People are more likely to trust those who grew up with less money than those who went to private school.
Research published in the Journal of Personality and Social Psychology found that those who had a lower socio economic status in childhood were more likely to be considered trustworthy.
“We found that in general, having some experience in lower social class contexts in your life, whether in your childhood or now, can sometimes make people to act as if they trust you more. However, it is only when this experience came in childhood that people actually trust you more—that is, it is only then that they expect you to be more trustworthy,” lead researcher Kristin Laurin, PhD, a psychology professor at the University of British Columbia told Theravive.
“Trust is a fundamental building block of human cooperation—people whom others trust enjoy some individual advantages, and societies where people generally trust each other also are generally better off. So if social class contexts can influence who we trust, that seemed particularly important to understand, especially in the context of the soaring economic inequality we are currently seeing in so many countries worldwide.”
To find out what makes people trust others in the first place, the researchers conducted a number of experiments with more than 1900 participants.
In one of the experiments, those participating were asked to play a trust game with another person.

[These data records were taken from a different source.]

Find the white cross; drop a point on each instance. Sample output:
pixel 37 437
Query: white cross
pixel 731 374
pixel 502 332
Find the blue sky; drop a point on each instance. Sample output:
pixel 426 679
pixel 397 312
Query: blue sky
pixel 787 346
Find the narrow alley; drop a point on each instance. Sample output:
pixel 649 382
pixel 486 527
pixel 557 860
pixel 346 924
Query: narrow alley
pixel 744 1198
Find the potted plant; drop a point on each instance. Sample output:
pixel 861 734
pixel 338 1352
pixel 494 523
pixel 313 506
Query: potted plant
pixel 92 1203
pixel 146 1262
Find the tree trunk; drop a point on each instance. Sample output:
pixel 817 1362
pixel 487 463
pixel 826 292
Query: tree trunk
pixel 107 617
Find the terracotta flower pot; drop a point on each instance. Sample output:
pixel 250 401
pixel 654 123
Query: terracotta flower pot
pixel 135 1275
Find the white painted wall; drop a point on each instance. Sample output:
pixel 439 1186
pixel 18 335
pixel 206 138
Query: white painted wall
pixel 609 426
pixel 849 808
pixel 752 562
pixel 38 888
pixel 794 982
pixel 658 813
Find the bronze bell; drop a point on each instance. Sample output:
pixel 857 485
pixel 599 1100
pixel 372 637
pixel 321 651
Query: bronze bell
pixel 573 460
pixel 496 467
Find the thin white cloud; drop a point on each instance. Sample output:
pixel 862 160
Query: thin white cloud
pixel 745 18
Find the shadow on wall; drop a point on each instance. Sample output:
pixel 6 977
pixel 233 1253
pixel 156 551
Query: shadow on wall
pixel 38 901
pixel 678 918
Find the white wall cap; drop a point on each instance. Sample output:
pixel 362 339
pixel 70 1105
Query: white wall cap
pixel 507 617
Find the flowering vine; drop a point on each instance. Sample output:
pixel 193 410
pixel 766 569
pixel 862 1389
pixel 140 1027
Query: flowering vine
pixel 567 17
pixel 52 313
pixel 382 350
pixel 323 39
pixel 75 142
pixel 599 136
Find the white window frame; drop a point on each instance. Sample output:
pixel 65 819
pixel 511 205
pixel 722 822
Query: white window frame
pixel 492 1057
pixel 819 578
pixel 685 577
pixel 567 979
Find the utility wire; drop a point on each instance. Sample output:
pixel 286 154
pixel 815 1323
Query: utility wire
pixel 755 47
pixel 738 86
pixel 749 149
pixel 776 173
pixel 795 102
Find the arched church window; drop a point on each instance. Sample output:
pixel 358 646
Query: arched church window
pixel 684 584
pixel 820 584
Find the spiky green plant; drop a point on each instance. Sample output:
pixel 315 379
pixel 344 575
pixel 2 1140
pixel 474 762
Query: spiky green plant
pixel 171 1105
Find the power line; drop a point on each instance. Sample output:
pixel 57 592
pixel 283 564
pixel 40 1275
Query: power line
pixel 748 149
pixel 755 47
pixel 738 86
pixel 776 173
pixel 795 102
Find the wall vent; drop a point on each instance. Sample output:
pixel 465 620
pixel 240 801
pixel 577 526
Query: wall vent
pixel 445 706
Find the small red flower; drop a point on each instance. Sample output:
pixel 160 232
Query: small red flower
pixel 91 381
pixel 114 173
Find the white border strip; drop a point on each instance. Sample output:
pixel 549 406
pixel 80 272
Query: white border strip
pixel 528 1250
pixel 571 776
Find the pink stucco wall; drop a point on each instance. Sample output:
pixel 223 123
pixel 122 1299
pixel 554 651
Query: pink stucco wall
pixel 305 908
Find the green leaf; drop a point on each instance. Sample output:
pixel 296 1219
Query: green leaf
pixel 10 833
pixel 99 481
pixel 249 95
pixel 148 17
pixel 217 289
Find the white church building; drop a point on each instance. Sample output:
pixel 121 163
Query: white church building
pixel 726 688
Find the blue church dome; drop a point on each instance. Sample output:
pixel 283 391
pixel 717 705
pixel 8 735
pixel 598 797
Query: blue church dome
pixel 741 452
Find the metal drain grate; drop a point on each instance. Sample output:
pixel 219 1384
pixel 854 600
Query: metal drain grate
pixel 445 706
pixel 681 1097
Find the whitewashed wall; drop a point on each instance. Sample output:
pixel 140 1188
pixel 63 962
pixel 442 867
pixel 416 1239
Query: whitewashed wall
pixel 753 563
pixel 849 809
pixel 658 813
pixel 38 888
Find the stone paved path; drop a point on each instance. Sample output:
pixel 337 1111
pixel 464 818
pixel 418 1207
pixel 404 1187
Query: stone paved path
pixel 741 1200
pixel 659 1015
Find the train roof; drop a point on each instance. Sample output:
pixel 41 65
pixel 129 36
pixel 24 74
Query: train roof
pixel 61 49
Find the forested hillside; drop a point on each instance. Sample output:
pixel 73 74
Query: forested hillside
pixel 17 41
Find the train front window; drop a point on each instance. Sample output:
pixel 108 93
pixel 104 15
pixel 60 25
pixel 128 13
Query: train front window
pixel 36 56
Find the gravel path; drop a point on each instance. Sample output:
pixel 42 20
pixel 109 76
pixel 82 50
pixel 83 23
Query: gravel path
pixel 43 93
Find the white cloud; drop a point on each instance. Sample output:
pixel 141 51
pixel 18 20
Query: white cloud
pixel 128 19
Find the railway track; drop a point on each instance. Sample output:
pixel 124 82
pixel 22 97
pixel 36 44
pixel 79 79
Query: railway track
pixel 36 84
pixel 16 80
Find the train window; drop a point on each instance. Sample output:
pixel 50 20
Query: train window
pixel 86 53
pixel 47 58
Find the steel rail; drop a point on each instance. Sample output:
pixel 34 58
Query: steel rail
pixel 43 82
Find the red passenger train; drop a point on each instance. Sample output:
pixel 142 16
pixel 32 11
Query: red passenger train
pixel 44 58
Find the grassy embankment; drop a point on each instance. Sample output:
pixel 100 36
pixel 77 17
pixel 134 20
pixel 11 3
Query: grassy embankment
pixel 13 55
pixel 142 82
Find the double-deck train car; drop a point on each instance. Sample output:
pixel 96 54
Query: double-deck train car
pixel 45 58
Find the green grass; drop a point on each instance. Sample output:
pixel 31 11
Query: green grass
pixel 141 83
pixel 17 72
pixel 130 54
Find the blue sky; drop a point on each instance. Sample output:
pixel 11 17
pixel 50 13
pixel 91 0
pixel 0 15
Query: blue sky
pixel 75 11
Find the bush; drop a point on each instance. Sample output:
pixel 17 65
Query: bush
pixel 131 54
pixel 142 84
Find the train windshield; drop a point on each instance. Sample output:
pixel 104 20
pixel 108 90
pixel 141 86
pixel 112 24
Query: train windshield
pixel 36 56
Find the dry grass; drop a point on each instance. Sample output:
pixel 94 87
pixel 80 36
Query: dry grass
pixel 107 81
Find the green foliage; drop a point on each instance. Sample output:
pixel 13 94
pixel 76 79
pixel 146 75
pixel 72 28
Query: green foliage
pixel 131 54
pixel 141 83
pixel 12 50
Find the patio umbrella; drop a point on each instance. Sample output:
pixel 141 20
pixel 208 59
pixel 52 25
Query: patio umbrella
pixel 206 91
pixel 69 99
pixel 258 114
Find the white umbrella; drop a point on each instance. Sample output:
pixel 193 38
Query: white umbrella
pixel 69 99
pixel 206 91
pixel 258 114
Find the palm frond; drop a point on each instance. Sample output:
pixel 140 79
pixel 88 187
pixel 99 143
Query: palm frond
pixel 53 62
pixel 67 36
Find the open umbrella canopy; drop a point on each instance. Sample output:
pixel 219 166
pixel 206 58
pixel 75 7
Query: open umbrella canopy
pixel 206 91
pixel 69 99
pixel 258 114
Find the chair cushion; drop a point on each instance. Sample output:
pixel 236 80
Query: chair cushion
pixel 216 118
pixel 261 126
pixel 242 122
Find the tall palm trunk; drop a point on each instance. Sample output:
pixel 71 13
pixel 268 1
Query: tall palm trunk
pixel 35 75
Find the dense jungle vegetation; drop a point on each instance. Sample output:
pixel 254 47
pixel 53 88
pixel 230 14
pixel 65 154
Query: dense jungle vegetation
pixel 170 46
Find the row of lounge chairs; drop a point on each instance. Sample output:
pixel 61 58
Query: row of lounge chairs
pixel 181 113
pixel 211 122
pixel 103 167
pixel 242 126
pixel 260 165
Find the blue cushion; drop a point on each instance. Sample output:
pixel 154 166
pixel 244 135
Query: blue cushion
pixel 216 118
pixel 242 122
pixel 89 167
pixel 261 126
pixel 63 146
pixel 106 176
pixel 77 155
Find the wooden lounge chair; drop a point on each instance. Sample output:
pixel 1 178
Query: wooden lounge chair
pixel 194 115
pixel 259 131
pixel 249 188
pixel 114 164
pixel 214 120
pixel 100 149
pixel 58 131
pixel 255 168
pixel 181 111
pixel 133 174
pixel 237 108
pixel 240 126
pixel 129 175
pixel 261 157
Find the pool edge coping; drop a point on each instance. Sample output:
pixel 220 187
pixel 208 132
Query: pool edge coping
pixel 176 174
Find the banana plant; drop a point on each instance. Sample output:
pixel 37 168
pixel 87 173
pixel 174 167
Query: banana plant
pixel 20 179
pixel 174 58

The other person was in fact not real but a fictional profile.
Some of the profiles described people who grew up with less money, worked part time or attended public school. Other profiles described a person from a more privileged background, who mentioned going to private school or taking vacations in Europe in their profile.
As part of the experiment, participants were given 10 raffle tickets to go in the draw for two $100 gift cards.
The participants were given the option to transfer their tickets to another play and were told that the tickets would then be tripled, and the other player could decide if they wanted to return any number of tickets to the original holder.
The researchers noted that the number of raffle tickets participants transferred to another player gave an indication of how much they behaviorally trusted the other player.
The participants transferred more tickets to those with a profile that stated they were from a lower class than a higher class.
The research didn’t determine why a person’s socio economic status in childhood may impact how people trust them, but Laurin has a few ideas.
“I can think of two possibilities—one is that this is something we say to make ourselves feel better about inequality in the world. If we can say something nice about someone who has faced financial disadvantage, especially if it wasn’t their fault (they were just a child, after all!) it can make it seem like there is some compensation for the disadvantage,” she said.
“A different possibility is that there some kind of signal that we’re picking up on (and possibly exaggerating or distorting). For example, there’s research showing that people who grow up in lower class cultural contexts tend to develop a sense of self that’s embedded in a network of relationships with other people, while people who grow up in higher class cultural contexts tend to develop a sense of self that’s more independent. Perhaps we observe some traces of those, and mentally equate independence with selfishness.”
Laurin says the research highlights that class based stereotypes can influence how people trust others, but that timing could be an important factor.
“The take home message is that class-based stereotypes differ depending on timing. That is, if two people have the exact same set of socioeconomic experiences, we might have really different impressions of them depending on when during their lifespan those experiences occurred” she said.
“One question we’re asking in follow-up studies is whether this turns into a self-fulfilling prophecy: If I don’t trust you, maybe that makes you feel like I don’t deserve much from you, so you’ll be willing to cheat me whenever you can. Or at the very least, if I don’t trust you, I never give you a chance to prove to me that I should have. So it could be that our stereotypes elicit exactly the behavior we expect in other people. We’re also interested in how people learn from having their expectations confirmed/disconfirmed: If I trust someone who grew up poor, but they betray my trust, do I give them a second chance? Or do I learn that my stereotype was completely wrong and never trust them or anyone like them ever again?”